LifeSize uses intelligent compression technology to overcome the old problems of jerky images or poor synchronisation of sound and image. Users do not need special, high quality cameras or screens for routine video interaction; with LifeSize helping to optimise the underlying infrastructure, a standard built-in webcam can now deliver perfectly acceptable quality.
Still, as Deloitte points out, even high quality – and HD in particular – is rapidly becoming more affordable even for everyday use. The LifeSize LGExecutive combines LifeSize HD communication solutions with LG’s industry-leading monitor technology. LGExecutive integrates with phone and data networks – or converged IP networks – to serve as an HD replacement for a conventional PC screen.
Seeing: into the future
For the world’s weary business travellers, the advent of effective, affordable video heralds a new age of commerce without the stress, isolation and boredom of flights, anonymous hotels and departure lounges. For organisations looking at their carbon tariffs and corporate responsibility policies, it is a visible and viable way to make rapid savings.

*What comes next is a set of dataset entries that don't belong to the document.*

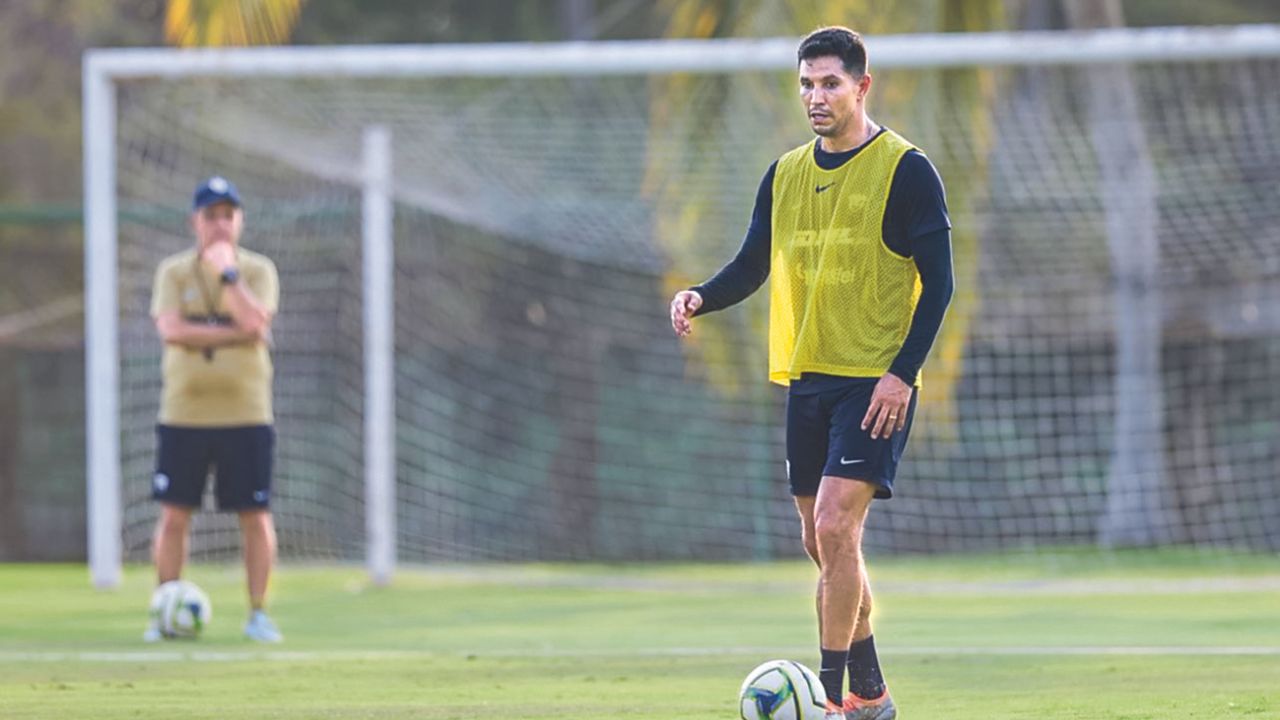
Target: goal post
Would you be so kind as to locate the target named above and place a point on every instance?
(529, 411)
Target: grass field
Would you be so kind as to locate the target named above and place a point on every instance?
(1066, 636)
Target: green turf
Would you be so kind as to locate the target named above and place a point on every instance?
(1082, 634)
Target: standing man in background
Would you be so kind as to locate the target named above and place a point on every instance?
(213, 306)
(854, 229)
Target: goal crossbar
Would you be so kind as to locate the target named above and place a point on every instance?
(103, 68)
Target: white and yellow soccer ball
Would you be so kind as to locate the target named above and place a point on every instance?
(782, 689)
(181, 609)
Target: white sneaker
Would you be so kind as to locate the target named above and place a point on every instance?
(260, 628)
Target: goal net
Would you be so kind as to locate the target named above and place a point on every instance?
(1109, 370)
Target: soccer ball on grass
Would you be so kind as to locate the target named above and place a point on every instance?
(782, 689)
(181, 609)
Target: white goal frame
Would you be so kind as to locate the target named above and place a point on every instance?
(104, 68)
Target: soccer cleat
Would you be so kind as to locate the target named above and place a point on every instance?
(878, 709)
(260, 628)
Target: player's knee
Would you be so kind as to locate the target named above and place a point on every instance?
(864, 609)
(256, 520)
(831, 534)
(810, 546)
(174, 523)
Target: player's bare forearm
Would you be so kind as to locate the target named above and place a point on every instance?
(197, 336)
(246, 309)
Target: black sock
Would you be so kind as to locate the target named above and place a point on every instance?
(832, 673)
(864, 674)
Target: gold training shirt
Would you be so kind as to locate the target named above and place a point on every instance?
(840, 300)
(229, 386)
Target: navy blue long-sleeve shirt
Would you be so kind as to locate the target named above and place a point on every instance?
(915, 226)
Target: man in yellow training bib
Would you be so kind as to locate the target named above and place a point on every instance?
(213, 306)
(853, 228)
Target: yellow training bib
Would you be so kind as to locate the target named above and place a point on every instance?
(840, 300)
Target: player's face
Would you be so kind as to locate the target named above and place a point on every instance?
(831, 96)
(220, 222)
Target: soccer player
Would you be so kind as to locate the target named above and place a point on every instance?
(853, 227)
(213, 306)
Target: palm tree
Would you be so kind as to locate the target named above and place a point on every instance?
(211, 23)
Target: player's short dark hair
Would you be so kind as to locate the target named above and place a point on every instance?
(839, 41)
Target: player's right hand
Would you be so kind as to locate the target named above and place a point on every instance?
(682, 308)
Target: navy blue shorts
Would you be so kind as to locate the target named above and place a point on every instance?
(240, 459)
(824, 437)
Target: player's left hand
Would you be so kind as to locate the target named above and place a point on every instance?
(887, 410)
(220, 255)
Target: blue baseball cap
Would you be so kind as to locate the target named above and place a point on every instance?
(213, 191)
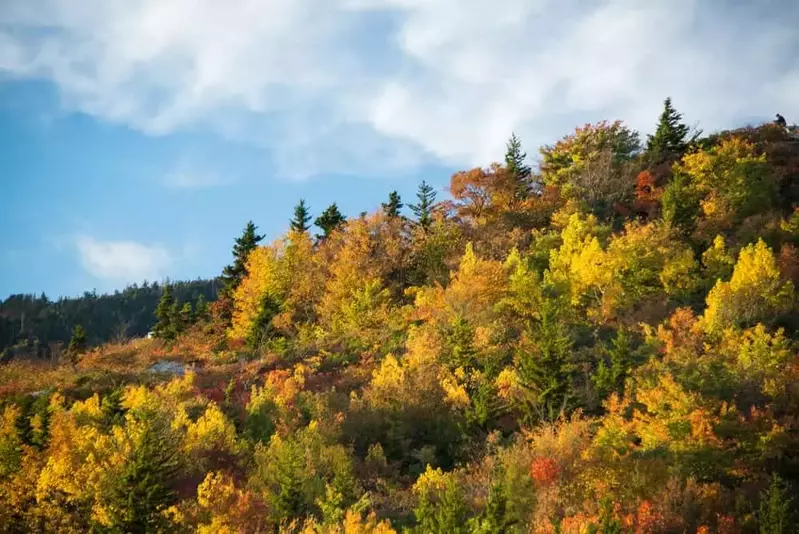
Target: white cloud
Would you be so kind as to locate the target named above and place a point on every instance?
(123, 261)
(370, 86)
(185, 175)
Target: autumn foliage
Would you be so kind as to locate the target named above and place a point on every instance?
(607, 343)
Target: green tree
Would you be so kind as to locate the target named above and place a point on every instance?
(393, 206)
(447, 514)
(232, 275)
(302, 216)
(681, 203)
(200, 309)
(544, 369)
(424, 208)
(289, 500)
(671, 134)
(166, 326)
(143, 491)
(519, 171)
(330, 220)
(610, 377)
(77, 344)
(774, 516)
(185, 316)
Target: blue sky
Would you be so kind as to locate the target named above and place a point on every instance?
(138, 136)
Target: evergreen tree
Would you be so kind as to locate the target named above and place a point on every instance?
(289, 501)
(545, 370)
(774, 516)
(143, 490)
(611, 378)
(232, 275)
(302, 216)
(185, 316)
(393, 206)
(671, 134)
(519, 171)
(166, 327)
(424, 208)
(77, 344)
(200, 309)
(330, 219)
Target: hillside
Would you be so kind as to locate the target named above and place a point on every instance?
(604, 342)
(35, 326)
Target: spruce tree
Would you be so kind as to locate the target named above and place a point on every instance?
(671, 134)
(77, 344)
(232, 275)
(519, 171)
(143, 490)
(545, 370)
(200, 309)
(330, 219)
(302, 216)
(185, 316)
(393, 206)
(424, 208)
(774, 516)
(166, 327)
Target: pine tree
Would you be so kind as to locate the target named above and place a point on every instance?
(232, 275)
(393, 206)
(185, 316)
(424, 208)
(330, 219)
(144, 488)
(671, 134)
(519, 171)
(774, 516)
(545, 370)
(77, 344)
(200, 309)
(302, 216)
(166, 327)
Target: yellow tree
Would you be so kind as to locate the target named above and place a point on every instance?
(756, 292)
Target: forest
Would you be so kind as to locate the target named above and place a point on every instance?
(36, 327)
(601, 339)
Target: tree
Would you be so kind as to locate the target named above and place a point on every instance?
(200, 309)
(186, 316)
(302, 216)
(670, 135)
(774, 516)
(519, 171)
(544, 369)
(77, 344)
(393, 206)
(232, 275)
(330, 219)
(143, 491)
(424, 208)
(166, 327)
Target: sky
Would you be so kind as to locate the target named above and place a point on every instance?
(137, 137)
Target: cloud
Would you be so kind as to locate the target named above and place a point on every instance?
(382, 86)
(123, 261)
(184, 176)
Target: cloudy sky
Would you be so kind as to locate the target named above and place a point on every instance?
(139, 136)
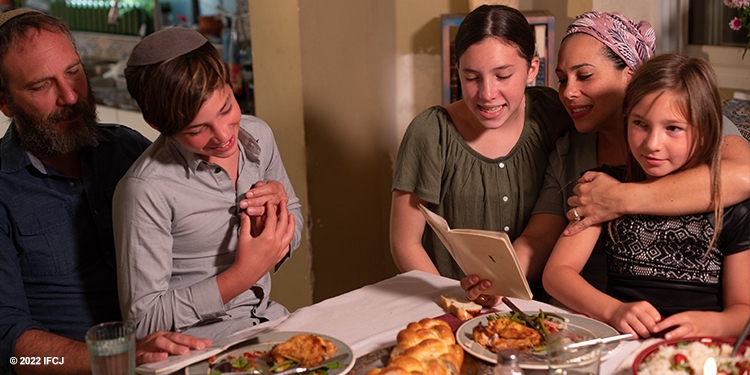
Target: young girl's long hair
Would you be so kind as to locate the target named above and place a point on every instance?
(694, 83)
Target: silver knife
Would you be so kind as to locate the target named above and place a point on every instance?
(294, 370)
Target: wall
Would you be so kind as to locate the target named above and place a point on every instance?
(278, 101)
(348, 66)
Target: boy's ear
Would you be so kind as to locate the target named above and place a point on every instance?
(151, 125)
(4, 106)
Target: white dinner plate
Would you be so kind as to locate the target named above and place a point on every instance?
(465, 338)
(265, 342)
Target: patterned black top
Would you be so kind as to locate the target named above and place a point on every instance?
(663, 259)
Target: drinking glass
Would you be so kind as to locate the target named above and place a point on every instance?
(563, 360)
(111, 348)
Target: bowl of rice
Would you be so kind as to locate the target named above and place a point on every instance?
(688, 356)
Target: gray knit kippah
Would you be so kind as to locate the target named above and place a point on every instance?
(164, 45)
(6, 16)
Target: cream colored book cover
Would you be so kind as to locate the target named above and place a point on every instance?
(484, 253)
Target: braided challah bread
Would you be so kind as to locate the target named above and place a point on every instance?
(427, 347)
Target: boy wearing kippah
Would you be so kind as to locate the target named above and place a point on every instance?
(204, 215)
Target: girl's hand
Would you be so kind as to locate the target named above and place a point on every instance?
(474, 288)
(684, 324)
(638, 318)
(261, 193)
(271, 244)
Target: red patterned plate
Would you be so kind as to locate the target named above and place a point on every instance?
(651, 350)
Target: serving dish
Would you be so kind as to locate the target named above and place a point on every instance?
(647, 353)
(380, 357)
(266, 342)
(465, 338)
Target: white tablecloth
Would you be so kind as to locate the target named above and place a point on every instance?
(368, 319)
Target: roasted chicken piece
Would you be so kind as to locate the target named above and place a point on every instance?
(503, 333)
(310, 350)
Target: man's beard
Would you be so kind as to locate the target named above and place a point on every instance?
(43, 138)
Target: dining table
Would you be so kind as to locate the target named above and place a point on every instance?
(368, 319)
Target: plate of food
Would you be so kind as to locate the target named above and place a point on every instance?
(688, 356)
(275, 352)
(476, 335)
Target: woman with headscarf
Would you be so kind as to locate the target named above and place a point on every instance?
(597, 60)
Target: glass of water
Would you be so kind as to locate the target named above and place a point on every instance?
(111, 348)
(566, 360)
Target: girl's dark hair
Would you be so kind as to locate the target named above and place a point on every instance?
(496, 21)
(189, 80)
(694, 83)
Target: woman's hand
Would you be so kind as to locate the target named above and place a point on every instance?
(638, 318)
(475, 288)
(595, 202)
(161, 344)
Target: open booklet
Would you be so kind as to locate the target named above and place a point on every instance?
(177, 362)
(484, 253)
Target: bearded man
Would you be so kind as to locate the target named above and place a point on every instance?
(58, 171)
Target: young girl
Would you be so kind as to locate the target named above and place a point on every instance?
(478, 162)
(683, 275)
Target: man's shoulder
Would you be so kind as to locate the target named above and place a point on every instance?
(121, 131)
(122, 136)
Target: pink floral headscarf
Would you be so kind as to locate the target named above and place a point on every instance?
(634, 43)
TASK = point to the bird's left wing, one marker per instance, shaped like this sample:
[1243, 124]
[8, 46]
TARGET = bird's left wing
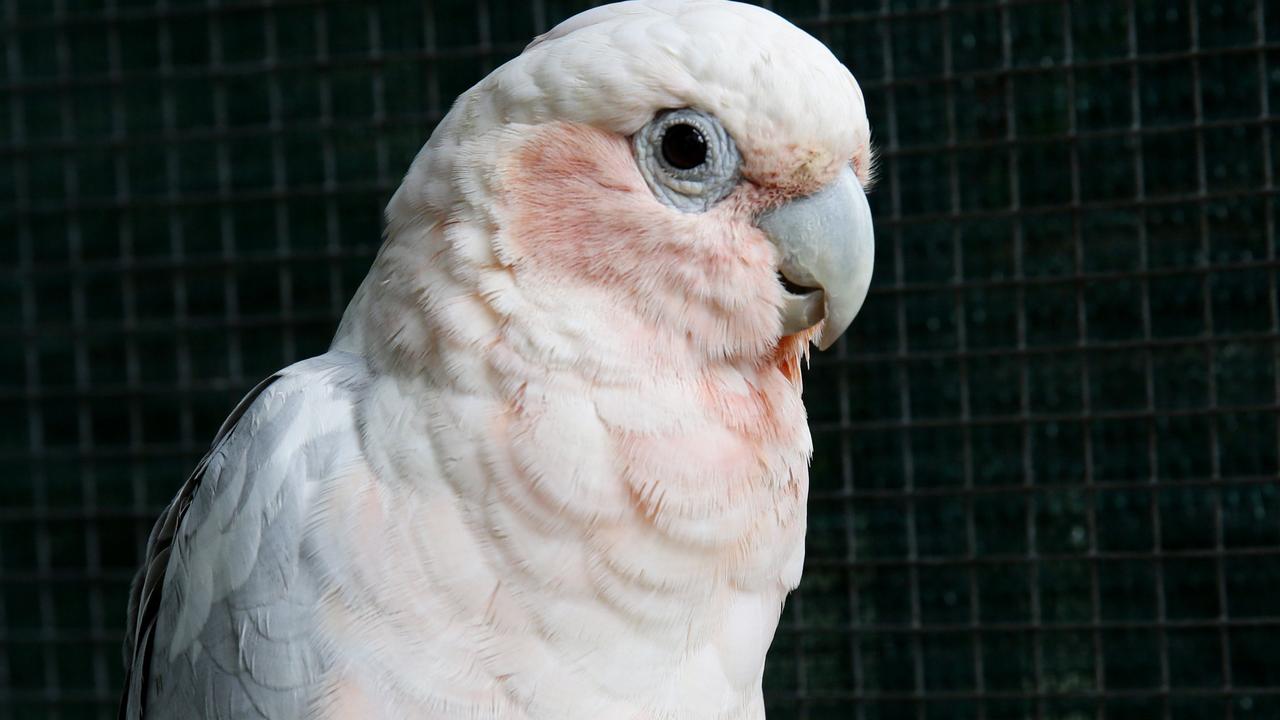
[220, 610]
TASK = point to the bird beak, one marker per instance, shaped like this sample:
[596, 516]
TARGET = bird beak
[826, 253]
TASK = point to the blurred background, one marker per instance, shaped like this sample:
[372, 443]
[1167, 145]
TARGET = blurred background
[1046, 472]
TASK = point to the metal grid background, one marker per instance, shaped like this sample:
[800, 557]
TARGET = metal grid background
[1046, 474]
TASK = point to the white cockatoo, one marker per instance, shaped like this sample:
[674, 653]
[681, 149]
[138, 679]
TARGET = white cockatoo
[554, 464]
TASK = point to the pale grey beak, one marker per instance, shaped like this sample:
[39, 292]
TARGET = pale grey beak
[827, 247]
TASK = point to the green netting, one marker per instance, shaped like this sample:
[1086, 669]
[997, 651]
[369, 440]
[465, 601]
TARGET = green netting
[1046, 473]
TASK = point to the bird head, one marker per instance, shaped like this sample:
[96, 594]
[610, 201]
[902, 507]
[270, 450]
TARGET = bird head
[676, 174]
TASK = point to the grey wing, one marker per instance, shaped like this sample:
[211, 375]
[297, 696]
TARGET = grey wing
[222, 609]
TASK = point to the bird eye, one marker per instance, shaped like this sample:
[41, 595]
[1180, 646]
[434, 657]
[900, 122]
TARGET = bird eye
[684, 146]
[688, 159]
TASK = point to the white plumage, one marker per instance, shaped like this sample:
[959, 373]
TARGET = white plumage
[554, 465]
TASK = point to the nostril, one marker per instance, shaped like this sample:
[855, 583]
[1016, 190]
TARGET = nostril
[794, 288]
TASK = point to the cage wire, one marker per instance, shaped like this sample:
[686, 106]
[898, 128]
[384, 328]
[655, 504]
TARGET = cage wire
[1046, 468]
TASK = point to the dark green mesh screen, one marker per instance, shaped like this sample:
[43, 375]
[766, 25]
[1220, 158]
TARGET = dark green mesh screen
[1046, 473]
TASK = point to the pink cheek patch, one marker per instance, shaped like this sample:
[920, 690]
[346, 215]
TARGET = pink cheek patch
[579, 208]
[575, 210]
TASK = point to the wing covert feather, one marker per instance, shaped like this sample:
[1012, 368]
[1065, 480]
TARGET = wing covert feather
[219, 611]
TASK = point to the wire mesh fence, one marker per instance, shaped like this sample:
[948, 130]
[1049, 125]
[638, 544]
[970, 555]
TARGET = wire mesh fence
[1046, 470]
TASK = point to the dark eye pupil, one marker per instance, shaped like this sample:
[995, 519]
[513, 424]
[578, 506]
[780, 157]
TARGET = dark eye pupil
[684, 146]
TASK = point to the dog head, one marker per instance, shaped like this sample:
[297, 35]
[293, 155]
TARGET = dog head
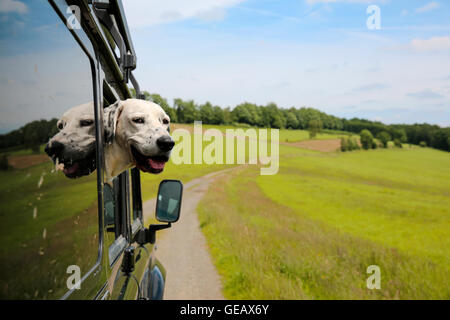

Yet the less tangible aspects of video communication and collaboration may still prove to be far more valuable than these essentially practical concerns. Cultures do not change suddenly, they evolve as new factors take effect, and the ability to converse face-to-face across the world as a matter of routine is a powerful evolutionary influence.
Researchers In-Stat predict that revenue from mobile video calls alone will top $1bn as soon as 2015. Many businesses are already using video technology as part of their daily working lives; in less than five years we may all be wondering how we ever managed without it.